Ringrazio il Comitato Genitori per l’invito alla serata di confronto del 9 maggio tra candidati sindaco riguardante la scuola, il diritto allo studio, strutture e mense scolastiche.

Il nostro programma elettorale sintetizza gli impegni che ci prendiamo con le famiglie trevigliesi per la scuola:

  • Garantire un’offerta formativa sempre più ricca e più varia coinvolgendo il territorio e la comunità
  • Dare ulteriore impulso all’edilizia scolastica
  • Proseguire con le attività di revisione e delle modalità di attuazione del contratto tra Amministrazione Comunale e Gemeaz, anche con il fine di migliorare la qualità del servizio

Le risorse destinate dall’Amministrazione Comunale per il settore dell’istruzione (i contributi per l’ampliamento e il miglioramento dell’offerta formativa, la fornitura dei libri di testo, le attività culturali, le utenze, le spese per la mensa e il trasporto, l’acquisto di arredi e materiale didattico) sono già oggi significative.

Abbiamo fatto anche molti interventi sulle strutture scolastiche (ad esempio, il nuovo salone del Cerchio Magico e l’adeguamento statico dell’edificio della scuola Cesare Battisti) e per il prossimo mandato sono già programmati nel Pop gli interventi di sostituzione dei serramenti delle scuole “Cameroni”, l’adeguamento statico della scuola “Grossi” e della relativa palestra, la verifica di eventuali ampliamenti degli spazi a disposizione delle scuole dell’infanzia e la riqualificazione della palestra di via Bellini.

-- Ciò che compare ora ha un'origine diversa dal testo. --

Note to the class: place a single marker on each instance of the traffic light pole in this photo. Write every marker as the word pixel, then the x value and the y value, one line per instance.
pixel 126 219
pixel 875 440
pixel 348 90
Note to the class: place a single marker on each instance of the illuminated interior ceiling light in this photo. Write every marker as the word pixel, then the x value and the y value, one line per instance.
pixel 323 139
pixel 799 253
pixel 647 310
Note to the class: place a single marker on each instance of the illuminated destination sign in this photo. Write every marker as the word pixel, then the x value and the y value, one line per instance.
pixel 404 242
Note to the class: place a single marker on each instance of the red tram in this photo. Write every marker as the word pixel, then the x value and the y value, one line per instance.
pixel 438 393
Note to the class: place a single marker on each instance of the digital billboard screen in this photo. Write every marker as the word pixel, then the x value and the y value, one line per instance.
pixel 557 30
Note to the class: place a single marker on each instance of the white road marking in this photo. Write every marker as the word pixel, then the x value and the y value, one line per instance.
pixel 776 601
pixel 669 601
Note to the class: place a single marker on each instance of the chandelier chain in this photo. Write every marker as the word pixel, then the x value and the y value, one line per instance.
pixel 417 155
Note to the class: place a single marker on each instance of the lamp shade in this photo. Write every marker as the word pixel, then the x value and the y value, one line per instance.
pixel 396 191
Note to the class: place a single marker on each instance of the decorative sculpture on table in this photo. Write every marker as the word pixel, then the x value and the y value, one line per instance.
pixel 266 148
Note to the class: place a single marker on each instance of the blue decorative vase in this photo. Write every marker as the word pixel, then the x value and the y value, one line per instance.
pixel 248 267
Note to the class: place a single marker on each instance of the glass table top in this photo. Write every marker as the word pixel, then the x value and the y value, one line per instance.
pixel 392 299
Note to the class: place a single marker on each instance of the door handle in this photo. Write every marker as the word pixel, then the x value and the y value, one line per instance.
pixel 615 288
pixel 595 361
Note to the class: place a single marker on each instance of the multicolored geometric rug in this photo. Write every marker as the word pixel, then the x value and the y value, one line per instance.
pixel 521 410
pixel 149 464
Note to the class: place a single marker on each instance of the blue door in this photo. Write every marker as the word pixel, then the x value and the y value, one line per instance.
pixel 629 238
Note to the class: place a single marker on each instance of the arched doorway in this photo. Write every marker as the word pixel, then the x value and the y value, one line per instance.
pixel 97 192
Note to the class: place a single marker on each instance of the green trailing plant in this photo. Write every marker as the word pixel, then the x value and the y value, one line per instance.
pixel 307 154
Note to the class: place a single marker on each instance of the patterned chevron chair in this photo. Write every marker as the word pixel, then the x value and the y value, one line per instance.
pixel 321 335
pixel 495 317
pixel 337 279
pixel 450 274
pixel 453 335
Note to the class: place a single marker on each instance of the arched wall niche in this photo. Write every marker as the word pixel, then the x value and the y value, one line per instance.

Oltre a un potenziamento dell’attività di manutenzione ordinaria (tinteggiature e riqualificazioni).

Senza dimenticare gli asili nido: nel confronto di ieri sera c’è stato l’elogio del privato da parte di altri candidati, quasi come se spingessero in quella direzione per il futuro. Io credo che nidi e micronidi privati siano una risorsa per la città e garantiscano un’offerta ampia ai genitori, ma credo anche che gli asili nido comunali vadano tutelati e consolidati, attivando contestualmente azioni sperimentali per il miglioramento della loro gestione e dell’offerta che propongono. Privato e pubblico non si devono escludere a vicenda, ma devono interagire, continuando in tal senso l’azione già in atto.

Dalla buona base di partenza serve ripartire con rinnovato slancio, fin dal primo giorno della nuova Amministrazione che mi auguro di guidare.